Réunification de l’école et du collège : une stratégie de survie pour un établissement de la Meuse

Réunir l’école et le collège pour survivre : la stratégie gagnante d’un petit établissement de la Meuse

Réunir l’école et le collège pour survivre : la stratégie gagnante d’un petit établissement de la Meuse

À Varennes-en-Argonne, dans la Meuse, l’école et le collège partagent depuis la rentrée 2024 les mêmes locaux au sein de l’« École des Savoirs », qui accueille environ 180 élèves. Cette initiative a vu le jour suite à une mobilisation contre la fermeture du collège, envisagée en 2017 par le Conseil départemental en raison de son vétusté et de ses effectifs jugés trop faibles. Ghislain Omé, agriculteur et parent d’élève, souligne que cette fermeture aurait signifié « la mort de la ruralité », car certains collégiens auraient dû parcourir plus d’une heure pour rejoindre un autre établissement.

L’État a accepté de maintenir un collège dans ce village de 640 habitants, à condition qu’un projet innovant soit mis en place. Ainsi, élus locaux, parents d’élèves, enseignants et représentants de l’Éducation nationale ont collaboré pour établir un rapprochement entre l’école et le collège, facilitant ainsi la transition entre le primaire et le secondaire. Le conseil départemental a délégué la gestion du bâtiment à la communauté de communes Argonne-Meuse (CCAM).

Bien que les cours de l’école et du collège soient séparés, plusieurs espaces, tels que la salle des personnels, sont mutualisés. Andréa Marafico, principale du collège, indique que cela favorise les échanges et la collaboration entre les équipes. Chaque semaine, des groupes mixtes de CM1, CM2 et de sixièmes se réunissent pour des séances de maths et de français, permettant un tutorat réciproque.

Les enseignants ont également mis en place un « parcours de l’oralité » qui s’étend de la maternelle à la classe de troisième. Des projets interdisciplinaires, comme celui sur les pollinisateurs, impliquent des interventions de professeurs de sciences auprès des écoliers.
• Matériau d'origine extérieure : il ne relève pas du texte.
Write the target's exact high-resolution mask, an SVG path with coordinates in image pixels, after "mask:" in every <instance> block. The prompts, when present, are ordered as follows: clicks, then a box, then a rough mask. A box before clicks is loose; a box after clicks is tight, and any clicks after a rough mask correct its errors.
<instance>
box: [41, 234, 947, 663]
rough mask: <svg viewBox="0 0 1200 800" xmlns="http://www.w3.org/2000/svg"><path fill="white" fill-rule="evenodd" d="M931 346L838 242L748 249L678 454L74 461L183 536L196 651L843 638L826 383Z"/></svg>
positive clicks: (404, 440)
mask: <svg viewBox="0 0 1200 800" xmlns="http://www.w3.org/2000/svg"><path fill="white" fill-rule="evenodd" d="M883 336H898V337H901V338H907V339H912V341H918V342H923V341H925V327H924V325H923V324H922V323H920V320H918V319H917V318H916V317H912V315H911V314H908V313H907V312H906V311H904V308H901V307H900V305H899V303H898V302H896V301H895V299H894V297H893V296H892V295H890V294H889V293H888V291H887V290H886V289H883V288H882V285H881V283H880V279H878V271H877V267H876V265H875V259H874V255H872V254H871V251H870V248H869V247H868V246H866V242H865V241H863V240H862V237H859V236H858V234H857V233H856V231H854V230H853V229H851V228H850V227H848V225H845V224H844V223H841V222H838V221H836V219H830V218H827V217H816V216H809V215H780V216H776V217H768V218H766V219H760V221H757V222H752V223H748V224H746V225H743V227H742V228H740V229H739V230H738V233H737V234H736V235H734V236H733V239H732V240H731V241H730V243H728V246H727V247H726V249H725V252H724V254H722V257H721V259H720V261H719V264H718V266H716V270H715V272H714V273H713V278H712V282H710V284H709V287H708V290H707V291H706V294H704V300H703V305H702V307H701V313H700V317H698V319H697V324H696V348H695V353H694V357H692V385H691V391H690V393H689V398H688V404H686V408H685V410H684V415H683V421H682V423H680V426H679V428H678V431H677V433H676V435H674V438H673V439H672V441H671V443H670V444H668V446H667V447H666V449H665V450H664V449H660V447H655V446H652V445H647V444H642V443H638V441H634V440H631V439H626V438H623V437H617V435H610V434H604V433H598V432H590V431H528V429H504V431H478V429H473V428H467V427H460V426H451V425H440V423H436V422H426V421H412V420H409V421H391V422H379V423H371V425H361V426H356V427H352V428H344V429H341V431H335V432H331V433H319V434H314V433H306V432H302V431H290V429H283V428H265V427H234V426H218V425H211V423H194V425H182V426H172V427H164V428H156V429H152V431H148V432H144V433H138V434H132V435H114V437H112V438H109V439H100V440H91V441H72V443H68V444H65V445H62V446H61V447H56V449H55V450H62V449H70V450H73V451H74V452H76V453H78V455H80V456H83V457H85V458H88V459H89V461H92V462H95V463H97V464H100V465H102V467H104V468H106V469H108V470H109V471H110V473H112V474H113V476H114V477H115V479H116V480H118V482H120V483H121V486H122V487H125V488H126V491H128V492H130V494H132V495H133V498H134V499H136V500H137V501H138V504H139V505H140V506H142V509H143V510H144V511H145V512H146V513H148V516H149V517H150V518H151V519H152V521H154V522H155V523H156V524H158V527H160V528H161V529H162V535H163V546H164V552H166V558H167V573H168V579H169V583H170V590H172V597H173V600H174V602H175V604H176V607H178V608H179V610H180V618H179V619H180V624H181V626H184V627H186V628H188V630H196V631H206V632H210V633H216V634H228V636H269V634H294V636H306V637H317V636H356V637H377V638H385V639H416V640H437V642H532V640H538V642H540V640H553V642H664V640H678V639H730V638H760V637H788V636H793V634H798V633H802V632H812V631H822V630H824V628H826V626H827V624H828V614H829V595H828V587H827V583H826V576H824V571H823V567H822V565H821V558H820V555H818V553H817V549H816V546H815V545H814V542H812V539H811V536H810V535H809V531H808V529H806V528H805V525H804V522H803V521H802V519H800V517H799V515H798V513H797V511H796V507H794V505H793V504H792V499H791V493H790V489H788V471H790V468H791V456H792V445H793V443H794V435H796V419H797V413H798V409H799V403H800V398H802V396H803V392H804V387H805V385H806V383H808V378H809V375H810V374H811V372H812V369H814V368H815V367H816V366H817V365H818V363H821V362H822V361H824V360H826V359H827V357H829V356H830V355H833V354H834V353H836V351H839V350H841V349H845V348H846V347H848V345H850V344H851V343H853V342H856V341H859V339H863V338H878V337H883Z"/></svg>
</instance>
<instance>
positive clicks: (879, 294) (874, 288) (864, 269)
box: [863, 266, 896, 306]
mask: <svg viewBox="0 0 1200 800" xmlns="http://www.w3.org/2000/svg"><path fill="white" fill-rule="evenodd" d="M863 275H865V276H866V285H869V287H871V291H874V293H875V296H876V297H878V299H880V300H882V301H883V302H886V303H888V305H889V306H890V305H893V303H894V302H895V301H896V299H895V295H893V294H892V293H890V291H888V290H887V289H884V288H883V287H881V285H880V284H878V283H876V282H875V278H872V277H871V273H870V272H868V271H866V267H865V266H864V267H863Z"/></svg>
L’établissement se veut aussi un lieu d’ouverture sur la communauté, réunissant les bibliothèques de l’école, du collège et de la commune en un tiers-lieu, et offrant sa salle de réunion aux associations locales.

Soutien de l’État

Le coût total du projet s’élève à 10,3 millions d’euros, financés à près de 70 % par l’État, tandis que la CCAM prend en charge 20 % du budget, le reste étant complété par le département, la CAF et des communes environnantes.

Ce modèle éducatif fait consensus dans la région. Marie-Laure Carrée-Sène, directrice académique des services de l’Éducation nationale dans la Meuse, affirme qu’il « apporte de la cohérence pédagogique et un très bon climat scolaire ». Cependant, des voix s’élèvent pour demander des moyens supplémentaires afin de garantir l’implication des enseignants, qui n’ont pas de rémunération spécifique pour la coordination de leurs projets.

Le succès de l’École des Savoirs soulève néanmoins des préoccupations. Sébastien Jadoul, président de la communauté de communes, évoque la nécessité de ne pas négliger les écoles des autres communes.

Problématique nationale

La Meuse est confrontée à un vieillissement démographique significatif, avec une perte projetée de 27 % et 25 % des effectifs dans le premier et le second degré d’ici 2035. Ce phénomène de baisse démographique scolaire interpelle au niveau national, mettant en question l’adaptation de la carte scolaire.

Le modèle de Varennes-en-Argonne a été cité en exemple par Édouard Geffray, ministre de l’Éducation nationale. Le regroupement école-collège, déjà soutenu par Jean-Michel Blanquer en 2019, est considéré comme une solution potentielle, bien que des experts, comme Béatrice Laurent de l’Unsa Éducation, soulignent l’importance d’une concertation approfondie pour éviter des tensions entre les cultures professionnelles des deux niveaux d’enseignement.

Nicolas Joly, directeur de l’école, insiste sur l’importance d’une proximité humaine, ajoutant que les équipes collaborent depuis longtemps, facilitant ainsi la transition des élèves.

Cependant, l’Association des maires ruraux de France rejette cette approche, craignant que cela conduise à la disparition des écoles des autres villages au profit d’un modèle centralisé.

La pérennité de l’École des Savoirs reste donc à observer, alors que des craintes subsistent quant à la dilution des spécificités de l’école face à l’intégration dans le collège.

Source : Article basé sur des données fournies.